Institutes featuring daily scholar talks, hands-on method workshops with two cultural partners, and classroom application and lesson planning workshops with staff developers, ranging from three to ten days.
Gotham Fellow programs comprised of a yearlong series of events including scholar talks, hands-on method workshops, and classroom application workshops, and mentoring with historians, staff developers, and three cultural partners, for collaborative work on the development of new units of study; each program totaling 250 hours.
Classroom coaching, mentoring, and workshops on school sites with one or more historians, staff developers, and cultural partners, ranging from one session to ten sessions.
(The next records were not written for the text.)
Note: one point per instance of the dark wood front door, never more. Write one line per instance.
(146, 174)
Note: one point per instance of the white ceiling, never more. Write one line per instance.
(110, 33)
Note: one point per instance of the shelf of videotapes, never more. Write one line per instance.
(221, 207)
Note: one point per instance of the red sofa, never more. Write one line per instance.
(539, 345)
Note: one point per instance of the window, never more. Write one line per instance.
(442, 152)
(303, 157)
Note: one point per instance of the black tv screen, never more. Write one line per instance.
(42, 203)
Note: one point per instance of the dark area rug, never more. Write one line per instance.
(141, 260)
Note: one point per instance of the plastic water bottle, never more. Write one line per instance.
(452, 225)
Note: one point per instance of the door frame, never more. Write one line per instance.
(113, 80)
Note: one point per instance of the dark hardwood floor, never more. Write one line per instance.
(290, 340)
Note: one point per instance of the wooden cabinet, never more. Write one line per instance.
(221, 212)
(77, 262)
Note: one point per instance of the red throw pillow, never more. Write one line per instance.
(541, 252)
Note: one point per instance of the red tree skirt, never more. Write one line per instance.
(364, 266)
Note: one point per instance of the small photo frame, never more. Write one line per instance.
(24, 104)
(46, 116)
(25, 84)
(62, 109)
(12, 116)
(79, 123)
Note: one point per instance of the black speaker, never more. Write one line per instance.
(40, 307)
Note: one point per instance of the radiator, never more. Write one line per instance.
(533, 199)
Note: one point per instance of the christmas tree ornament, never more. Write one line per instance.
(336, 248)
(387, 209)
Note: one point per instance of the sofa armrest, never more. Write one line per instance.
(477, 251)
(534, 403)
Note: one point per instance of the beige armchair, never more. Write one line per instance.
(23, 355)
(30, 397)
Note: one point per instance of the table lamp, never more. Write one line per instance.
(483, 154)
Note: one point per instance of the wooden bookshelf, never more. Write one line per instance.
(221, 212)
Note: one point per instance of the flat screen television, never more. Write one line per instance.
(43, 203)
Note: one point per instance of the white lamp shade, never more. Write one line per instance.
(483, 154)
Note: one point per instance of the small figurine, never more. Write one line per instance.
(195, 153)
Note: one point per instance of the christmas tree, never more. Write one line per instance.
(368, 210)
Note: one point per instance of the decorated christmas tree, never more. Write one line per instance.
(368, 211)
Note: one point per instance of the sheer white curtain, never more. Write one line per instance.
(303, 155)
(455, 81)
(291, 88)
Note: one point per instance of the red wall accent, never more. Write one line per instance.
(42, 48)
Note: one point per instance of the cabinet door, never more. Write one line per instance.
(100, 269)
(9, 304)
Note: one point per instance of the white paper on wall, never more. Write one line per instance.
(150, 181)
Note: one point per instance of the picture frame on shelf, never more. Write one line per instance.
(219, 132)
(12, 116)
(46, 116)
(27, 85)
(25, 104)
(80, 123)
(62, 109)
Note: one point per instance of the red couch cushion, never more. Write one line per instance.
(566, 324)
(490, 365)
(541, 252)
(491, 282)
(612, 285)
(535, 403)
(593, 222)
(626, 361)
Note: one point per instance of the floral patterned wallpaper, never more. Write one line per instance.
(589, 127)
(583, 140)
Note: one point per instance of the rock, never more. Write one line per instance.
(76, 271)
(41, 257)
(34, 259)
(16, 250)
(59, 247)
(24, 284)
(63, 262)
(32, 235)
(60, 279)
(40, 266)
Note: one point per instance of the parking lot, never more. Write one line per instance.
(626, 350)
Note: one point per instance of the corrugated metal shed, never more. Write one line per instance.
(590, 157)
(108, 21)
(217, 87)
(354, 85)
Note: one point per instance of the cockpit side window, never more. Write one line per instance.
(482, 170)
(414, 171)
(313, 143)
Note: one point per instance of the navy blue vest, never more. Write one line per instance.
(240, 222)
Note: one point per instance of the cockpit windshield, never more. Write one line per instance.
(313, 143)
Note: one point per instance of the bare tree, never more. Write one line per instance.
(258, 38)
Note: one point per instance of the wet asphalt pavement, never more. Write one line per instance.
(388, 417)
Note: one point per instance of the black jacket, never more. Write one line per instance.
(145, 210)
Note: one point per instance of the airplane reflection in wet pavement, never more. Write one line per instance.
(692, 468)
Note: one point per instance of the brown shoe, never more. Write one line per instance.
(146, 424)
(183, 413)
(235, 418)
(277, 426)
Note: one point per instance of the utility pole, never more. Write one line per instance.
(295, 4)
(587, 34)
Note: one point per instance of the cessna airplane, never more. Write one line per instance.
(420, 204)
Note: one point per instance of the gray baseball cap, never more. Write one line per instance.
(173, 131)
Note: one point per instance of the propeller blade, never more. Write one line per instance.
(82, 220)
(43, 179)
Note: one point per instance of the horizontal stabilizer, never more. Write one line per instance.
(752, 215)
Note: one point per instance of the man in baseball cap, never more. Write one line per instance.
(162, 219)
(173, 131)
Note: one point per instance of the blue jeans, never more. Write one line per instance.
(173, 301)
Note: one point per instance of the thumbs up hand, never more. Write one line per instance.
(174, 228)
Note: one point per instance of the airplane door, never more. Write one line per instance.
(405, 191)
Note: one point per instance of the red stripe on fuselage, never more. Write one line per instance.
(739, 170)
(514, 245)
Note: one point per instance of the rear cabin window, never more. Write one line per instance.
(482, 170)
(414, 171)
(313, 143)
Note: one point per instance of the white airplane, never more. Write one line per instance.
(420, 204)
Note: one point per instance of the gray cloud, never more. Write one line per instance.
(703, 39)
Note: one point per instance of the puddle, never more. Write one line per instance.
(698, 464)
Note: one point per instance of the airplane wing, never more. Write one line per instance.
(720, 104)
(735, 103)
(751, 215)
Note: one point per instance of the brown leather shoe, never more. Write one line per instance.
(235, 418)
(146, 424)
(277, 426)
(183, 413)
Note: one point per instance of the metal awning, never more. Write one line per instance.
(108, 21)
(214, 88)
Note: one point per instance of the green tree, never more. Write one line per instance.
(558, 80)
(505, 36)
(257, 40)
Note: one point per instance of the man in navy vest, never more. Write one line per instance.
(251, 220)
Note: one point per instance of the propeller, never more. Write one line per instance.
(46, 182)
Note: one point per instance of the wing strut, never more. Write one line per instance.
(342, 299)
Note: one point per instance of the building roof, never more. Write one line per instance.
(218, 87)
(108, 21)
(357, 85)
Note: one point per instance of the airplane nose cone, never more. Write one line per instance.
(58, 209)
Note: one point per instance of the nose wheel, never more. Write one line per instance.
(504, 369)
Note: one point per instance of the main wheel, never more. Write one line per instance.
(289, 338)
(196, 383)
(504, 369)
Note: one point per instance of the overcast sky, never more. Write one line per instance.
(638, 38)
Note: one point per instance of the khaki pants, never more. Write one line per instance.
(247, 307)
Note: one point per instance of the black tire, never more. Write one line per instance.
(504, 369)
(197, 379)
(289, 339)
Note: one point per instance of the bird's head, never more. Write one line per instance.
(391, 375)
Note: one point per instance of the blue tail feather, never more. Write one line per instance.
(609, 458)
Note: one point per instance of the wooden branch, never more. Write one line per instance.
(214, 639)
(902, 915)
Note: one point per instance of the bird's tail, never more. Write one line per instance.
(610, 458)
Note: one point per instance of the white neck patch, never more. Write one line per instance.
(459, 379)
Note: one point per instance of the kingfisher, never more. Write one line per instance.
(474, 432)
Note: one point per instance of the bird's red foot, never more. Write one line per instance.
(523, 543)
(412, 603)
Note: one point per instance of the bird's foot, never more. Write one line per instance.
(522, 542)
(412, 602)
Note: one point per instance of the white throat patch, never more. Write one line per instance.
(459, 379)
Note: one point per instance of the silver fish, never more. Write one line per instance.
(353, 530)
American Journey (2003-2007) &
Framing American History (2004-2008)
Citywide professional development programs, which resulted in the New York City and the Nation consortium, funded by Teaching American History grants from the US Department of Education.
Second Teaching NYC History Conference (2003)
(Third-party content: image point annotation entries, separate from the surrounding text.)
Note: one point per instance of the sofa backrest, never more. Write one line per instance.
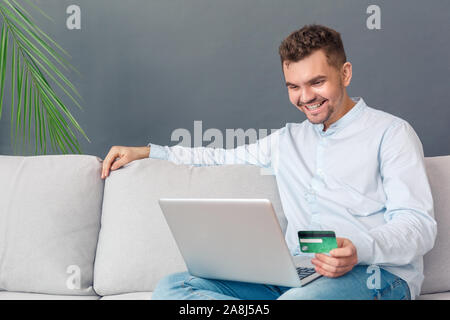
(437, 261)
(135, 248)
(51, 206)
(50, 209)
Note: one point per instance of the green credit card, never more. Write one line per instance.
(317, 241)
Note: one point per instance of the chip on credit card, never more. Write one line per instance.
(317, 241)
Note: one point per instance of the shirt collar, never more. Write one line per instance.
(345, 120)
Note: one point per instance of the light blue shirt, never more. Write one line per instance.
(364, 177)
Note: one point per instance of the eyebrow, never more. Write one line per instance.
(316, 78)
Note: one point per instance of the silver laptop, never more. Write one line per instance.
(235, 239)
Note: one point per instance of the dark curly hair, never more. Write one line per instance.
(301, 43)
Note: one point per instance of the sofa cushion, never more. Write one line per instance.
(437, 261)
(50, 209)
(7, 295)
(136, 248)
(130, 296)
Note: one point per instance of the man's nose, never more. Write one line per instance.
(306, 97)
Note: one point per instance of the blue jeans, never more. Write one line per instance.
(352, 286)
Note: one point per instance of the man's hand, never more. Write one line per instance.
(342, 259)
(119, 156)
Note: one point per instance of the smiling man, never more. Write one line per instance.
(348, 168)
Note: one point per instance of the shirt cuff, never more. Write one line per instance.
(158, 152)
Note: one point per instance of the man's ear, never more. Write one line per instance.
(346, 74)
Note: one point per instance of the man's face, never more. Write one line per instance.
(318, 89)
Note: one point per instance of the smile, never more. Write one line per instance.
(315, 106)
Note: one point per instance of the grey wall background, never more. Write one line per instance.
(150, 67)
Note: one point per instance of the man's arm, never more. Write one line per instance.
(410, 229)
(261, 153)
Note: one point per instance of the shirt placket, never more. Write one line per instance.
(316, 185)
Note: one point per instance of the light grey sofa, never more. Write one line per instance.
(67, 234)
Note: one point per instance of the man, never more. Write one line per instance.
(348, 168)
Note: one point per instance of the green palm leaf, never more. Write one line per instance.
(36, 62)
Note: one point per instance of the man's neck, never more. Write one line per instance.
(349, 104)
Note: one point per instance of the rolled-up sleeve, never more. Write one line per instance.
(262, 153)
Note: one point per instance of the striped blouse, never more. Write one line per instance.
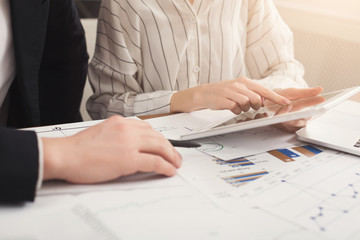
(148, 49)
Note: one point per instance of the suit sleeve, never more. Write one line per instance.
(19, 165)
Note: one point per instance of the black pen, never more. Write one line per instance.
(187, 144)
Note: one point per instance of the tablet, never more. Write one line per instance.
(303, 108)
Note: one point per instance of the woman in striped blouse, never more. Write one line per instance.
(163, 56)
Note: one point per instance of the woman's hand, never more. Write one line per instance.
(237, 95)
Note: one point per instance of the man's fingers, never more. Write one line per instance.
(154, 163)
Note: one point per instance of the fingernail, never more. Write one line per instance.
(286, 101)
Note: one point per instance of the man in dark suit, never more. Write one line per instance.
(51, 64)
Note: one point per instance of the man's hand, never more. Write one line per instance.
(114, 148)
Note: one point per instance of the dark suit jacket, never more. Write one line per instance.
(51, 64)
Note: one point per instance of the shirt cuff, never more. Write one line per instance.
(41, 163)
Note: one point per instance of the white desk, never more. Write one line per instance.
(200, 202)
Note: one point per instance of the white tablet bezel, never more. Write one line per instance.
(308, 112)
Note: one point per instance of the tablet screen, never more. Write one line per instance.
(300, 105)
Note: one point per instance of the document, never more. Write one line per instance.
(323, 196)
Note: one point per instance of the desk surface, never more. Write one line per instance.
(301, 192)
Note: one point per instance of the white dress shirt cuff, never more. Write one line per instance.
(41, 163)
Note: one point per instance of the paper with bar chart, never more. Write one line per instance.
(323, 196)
(219, 179)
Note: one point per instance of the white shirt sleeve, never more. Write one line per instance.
(41, 163)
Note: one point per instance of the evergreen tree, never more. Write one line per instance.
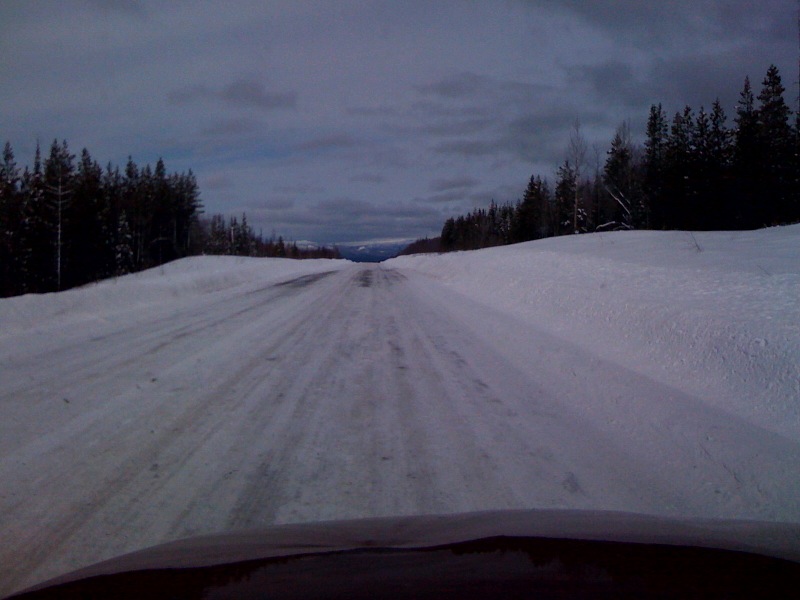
(10, 220)
(745, 210)
(655, 165)
(776, 150)
(123, 250)
(529, 220)
(565, 199)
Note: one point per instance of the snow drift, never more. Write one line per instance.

Based on the overwhelming response to the first Teaching New York City History conference, GothamEd put on a second, this time providing thirty-sixty presentations to over 600 teachers. The conference gave both public and private school teachers a much-needed institutional space to gather and share ideas, lessons and programs.
Click here for more information.
History, First Hand (2001-2004)
In October 2001, the Gotham Center received a Teaching American History (TAH) grant from the U.S. Department of Education (US DoE). "History, First Hand," a partnership with Community School District One (CSD One) and City Lore, was designed to raise student achievement by improving teachers' knowledge and understanding of American history. The program developed a research-based model of instruction to make the study of history more engaging for teachers and students in grades 3 to 8, offered instructors ways to bring American history into the classroom as a distinct subject within the core curriculum, and provided a new means for teaching literacy. In addition to courses, "History, First Hand" included a) a mentorship program in which select teachers used their classrooms to develop and field test project ideas for dissemination; b) the creation of a publication History, First Hand, a curriculum resource issued both in print and digitally, providing project ideas, lesson plans, and teaching methods, and c) citywide events like the Gotham Center's second Teaching New York City History conference.
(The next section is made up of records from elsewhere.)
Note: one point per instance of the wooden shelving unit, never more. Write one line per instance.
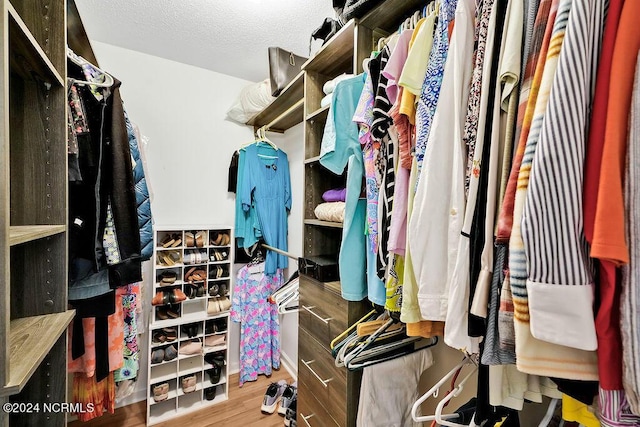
(30, 340)
(336, 55)
(26, 233)
(390, 14)
(285, 111)
(33, 208)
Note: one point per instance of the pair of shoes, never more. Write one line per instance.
(195, 275)
(166, 354)
(218, 289)
(214, 340)
(289, 395)
(217, 305)
(168, 258)
(214, 373)
(195, 257)
(215, 326)
(168, 312)
(164, 335)
(217, 272)
(219, 239)
(191, 347)
(215, 358)
(172, 296)
(210, 393)
(188, 384)
(195, 240)
(161, 392)
(191, 329)
(171, 241)
(218, 255)
(168, 277)
(194, 290)
(272, 396)
(290, 416)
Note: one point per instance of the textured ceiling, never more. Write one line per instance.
(227, 36)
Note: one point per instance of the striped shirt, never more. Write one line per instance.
(533, 355)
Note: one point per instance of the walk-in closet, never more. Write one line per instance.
(320, 213)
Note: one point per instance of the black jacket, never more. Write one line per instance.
(105, 166)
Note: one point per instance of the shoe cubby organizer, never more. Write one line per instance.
(188, 332)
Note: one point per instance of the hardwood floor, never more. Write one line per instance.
(242, 409)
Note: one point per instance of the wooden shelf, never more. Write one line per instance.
(321, 223)
(26, 233)
(31, 338)
(311, 160)
(285, 111)
(27, 57)
(390, 13)
(319, 114)
(336, 56)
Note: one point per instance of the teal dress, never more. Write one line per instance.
(266, 186)
(341, 149)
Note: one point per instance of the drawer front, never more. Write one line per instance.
(316, 368)
(323, 313)
(310, 412)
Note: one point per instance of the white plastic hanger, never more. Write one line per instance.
(454, 393)
(435, 390)
(80, 61)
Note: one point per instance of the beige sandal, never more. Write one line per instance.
(161, 392)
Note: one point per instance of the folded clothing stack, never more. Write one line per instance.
(330, 211)
(330, 86)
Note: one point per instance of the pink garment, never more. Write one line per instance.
(398, 231)
(394, 66)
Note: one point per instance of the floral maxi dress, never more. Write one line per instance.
(259, 325)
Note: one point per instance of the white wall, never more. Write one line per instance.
(181, 109)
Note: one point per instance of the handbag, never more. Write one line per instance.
(327, 30)
(283, 67)
(358, 8)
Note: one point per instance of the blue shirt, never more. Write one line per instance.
(341, 149)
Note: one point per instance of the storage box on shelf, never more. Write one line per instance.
(33, 211)
(188, 339)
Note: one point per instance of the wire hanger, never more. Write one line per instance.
(435, 390)
(80, 61)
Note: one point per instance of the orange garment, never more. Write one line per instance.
(609, 229)
(96, 398)
(87, 362)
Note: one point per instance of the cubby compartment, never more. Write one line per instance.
(192, 276)
(191, 365)
(170, 239)
(219, 288)
(219, 272)
(318, 180)
(196, 257)
(219, 255)
(163, 391)
(163, 372)
(171, 258)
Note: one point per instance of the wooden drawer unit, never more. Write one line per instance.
(325, 381)
(310, 412)
(323, 316)
(323, 311)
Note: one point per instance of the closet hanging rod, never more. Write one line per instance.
(280, 251)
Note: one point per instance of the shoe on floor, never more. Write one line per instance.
(288, 395)
(290, 416)
(272, 396)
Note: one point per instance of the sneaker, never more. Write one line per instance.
(290, 416)
(272, 395)
(288, 395)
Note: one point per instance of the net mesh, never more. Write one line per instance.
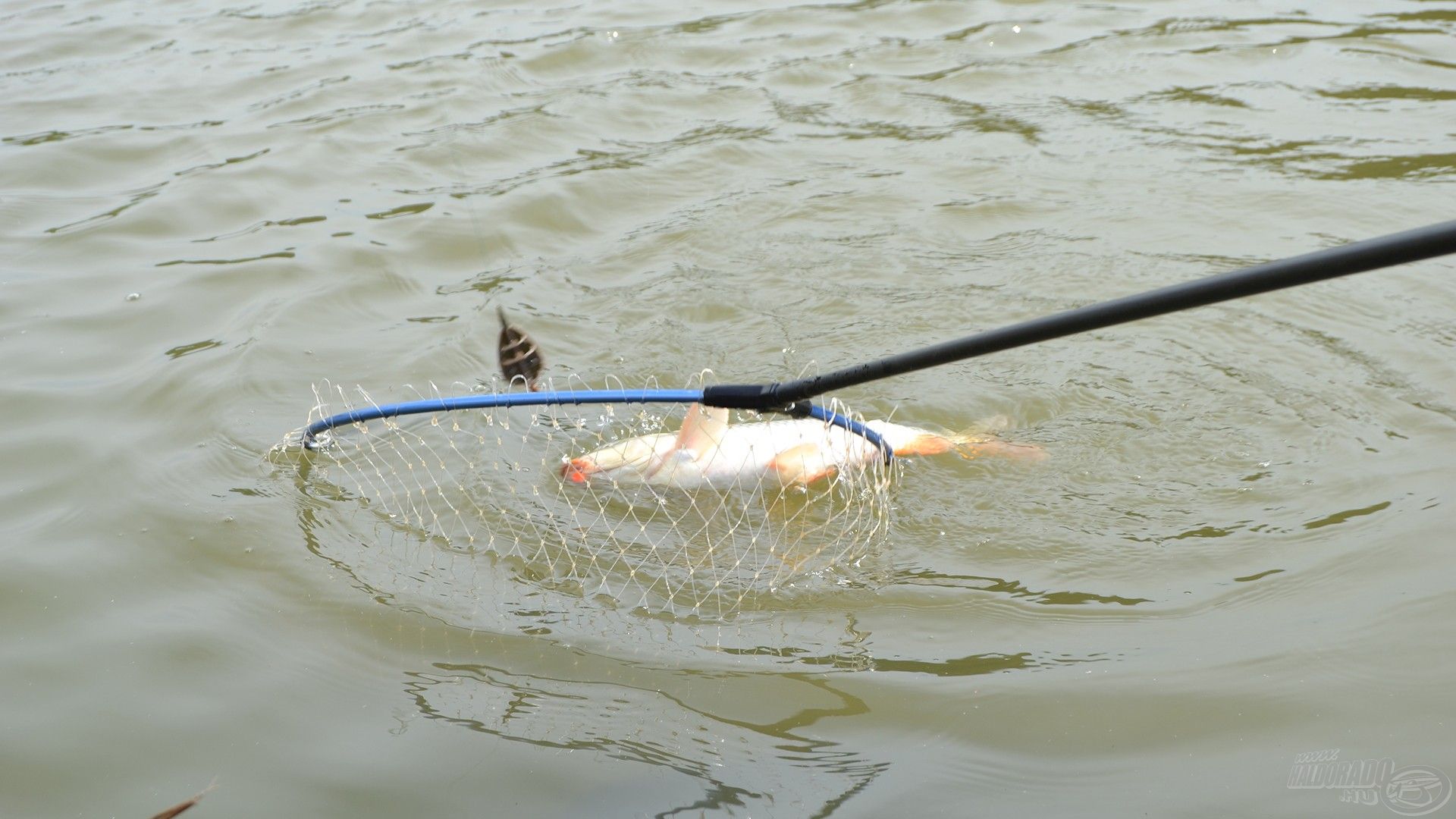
(495, 483)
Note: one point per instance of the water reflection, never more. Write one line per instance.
(672, 720)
Conference: Teaching NYC History in K-12 Schools (2001)
This conference, which aimed to help teachers integrate primary documents into their local history and social studies courses, unofficially launched GothamEd. Teachers who had developed successful lesson plans were asked to lead workshops and panels discussing and sharing those models. Cultural institutions (museums, historical societies, preservationists, television producers, newspapers) provided videos, digital resources, PowerPoints, and other material that could be tailored to classroom curricula. Over 400 teachers attended the twenty-four presentations.